Bee eaters 69I7971

The mayhem that is August is dying down and I've been able to get out a little more over the last few days - what a magical time of year this is! 

Bee-eaters are passing overhead in great chirruping flocks, too high for the eye to see this morning, but I found a flock that was feeding up in the Corte Brique valley two days ago .

I'm afraid the pictures above and below are not as good as I'd hoped, but they were hard - it was before the sun had risen over the hills to the west, and there was a low-hanging mist too, so I'm surprised they came out with even this quality quite honestly.

Bee eater flock on migration 69I7966

Getting closer would have been the ideal solution of course, but they had the urge to go and we didn't want to push them, so we left them to feed and a few minutes later saw them in a great band on the way south.

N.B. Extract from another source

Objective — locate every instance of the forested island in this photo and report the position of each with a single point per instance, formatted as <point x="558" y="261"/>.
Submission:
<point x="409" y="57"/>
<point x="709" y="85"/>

Cattle Egret on sheep 69I7765

The prevailing colour on the Plains is now yellow and most birds keep their heads down, but not so Cattle Egrets which feed with the flocks of sheep in a constantly moving tableau across the scorched stubble.

It's rarer nowadays to see free-moving flocks of sheep, accompanied only by a man and a few dogs, as ever more land becomes fenced, but sometimes one still comes across them, a flock of hundreds lost in the enormity of their landscape.

Cattle Egret on flock of sheep 7754

Most other smaller species spend their efforts on being brown and unobtrusive, but cheeky Zitting Cisticolas, those butterfly-like grassland pygmies, occasionally stand their ground, inquisitively staring one down from the strands of roadside wire.

Zitting Cisticola on barbed wire 7873

Talking about keeping one's head down, it's been an interesting time for Little Owls recently, as they take things to extremes  ... take a look at the picture below - there's a Little Owl tucked away there,

Little Owl hidden in rocks 69I7769

but they're the masters of camouflage and inconspicuosity when they want to be.

A slither of his head is visible below those two diamond-shaped rocks in the middle of the frame as he warily keeps an eye on me, the intruder into his domain.

Little Owl hiding in rocks 7778

There's a large and stable population hereabouts, and the following few shots are just some of the Little Owls I've been able to photograph during the last two weeks.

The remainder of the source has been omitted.